Almeda and the dozen or more other residents still left inside the Nazareth Inn home in the New Orleans East district had survived 11 days without electricity or running water. A son of one of the residents had brought them generators, bottled water and other supplies.
They said they had been abandoned at the 150-unit retirement facility, owned by the Archdiocese of New Orleans, the day after the storm. A manager told them to leave but provided no transportation, they said.
But instead of welcoming their rescuers - a military-led team of National Guardsmen, firefighters and New Orleans police officers - survivors like Almeda resisted as much as they could.

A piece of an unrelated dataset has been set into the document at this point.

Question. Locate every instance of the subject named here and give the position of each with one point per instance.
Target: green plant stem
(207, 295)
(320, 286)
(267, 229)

While one crew worked on convincing Almeda, three dozen other rescuers banged on doors throughout the complex. In four hours, they found seven people, but suspected that many others were hiding behind their doors, waiting for the rescuers to leave.
Only five agreed, reluctantly, to leave - including an elderly blind man, a 72-year-old woman with Alzheimer's, and a woman who had begun urinating blood after falling three times in the dark.

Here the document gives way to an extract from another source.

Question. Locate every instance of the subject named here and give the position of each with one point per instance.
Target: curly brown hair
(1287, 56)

Outside, as Almeda stepped into a light armored vehicle - a massive camouflage-colored tank that can navigate on land and in water - she got her first glimpse of the 12-foot-deep floodwaters just a few miles from her dry street. She realized she was wrong to resist.

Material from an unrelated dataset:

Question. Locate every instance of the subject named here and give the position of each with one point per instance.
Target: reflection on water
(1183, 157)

"I wasn't myself this morning. I was just so scared," she said quietly, her thin arms braced against the vehicle's walls.
Her silver, braided hair was tucked into a black Oakland A's cap. She clutched a small bag filled with two pairs of shorts, two pairs of blue jeans, a T-shirt, and a carton of Salem Ultra Lights cigarettes. All the money she had was tucked into her back pocket - three folded $5 bills.
With no mandatory evacuation order to back the use of force, rescuers have had to rely on their wits and charm to get out thousands since the storm hit.
But even if they were authorized to use force, many of the rescuers would be reluctant to do so, they said.
"You want to do what's right. But at the same time, you don't want to hurt anybody," said Sjon Shavers, senior special agent with the Department of Homeland Security's Immigration and Customs Enforcement, which has been aiding the rescue effort.
But their patience generally pays off as the survivors finally come to terms with the reality of their situation and make the choice to leave.
"If it wasn't for the two kind men and the one young soldier, I wouldn't have come down," said Almeda, as she watched her rescuers crack open a couple of Army-issued meals ready to eat, or MREs. "I'm sorry. I didn't mean to make so much work for you."